Polynomial convex coefficients Assume we have an arbitrary high order polynomial $$f(L)=1-L\theta_1-L^2\theta_2-L^3\theta_3-...-L^N\theta_N$$ and we know all roots of this polynomial site outside the unit circle. It is obvious that the latter condition imposes some restrictions on $\theta_1,\theta_2,\theta_3,...$. Then my question is whether this conditions form a convex set. 
For example if polynomial is of the order of 1 then
\begin{align*}
 & 1-L\theta =0  \\
& \rightarrow L=1/ \theta  \\
& \rightarrow |1/ \theta|>1 \\
& \rightarrow |\theta|<1
\end{align*}
the last equation forms a convex set. Now is that in general true?
 A: The answer is that convexity doesn't hold for all $N$. 
For a polynomial with degree $N$, you may define a new polynomial 
$$ g(L) := L^N f(1/L). $$
We have that $f$ has all of its roots outside the unit circle if and only if $g$ has all of its roots inside the unit circle. This is also known in the literature as $g$ being Schur stable. 
Example 2.3 of [1] shows that the set of Schur stable polynomials for $N=5$ is not convex.

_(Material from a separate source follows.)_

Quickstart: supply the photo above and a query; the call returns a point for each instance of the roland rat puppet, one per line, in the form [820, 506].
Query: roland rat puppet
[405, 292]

The problem of studying the set of the polynomials which are Schur stable seems to be well known in the literature, see for instance [2] and the references therein. In fact, the person who pointed out Example 2.3 for me was the corresponding author of [2].
[1] Shankar P. Bhattacharyya, H. Chapellat, and Lee H. Keel. Robust Control: The Parametric Approach. Upper Saddle River, New Jersey: Prentice-Hall, 1995.
[2]  Baltazar Aguirre-Hernández, José Luis Cisneros-Molina, and Martín-Eduardo Frías-Armenta. Polynomials in Control Theory Parametrized by Their Roots. International Journal of Mathematics and Mathematical Sciences (2012).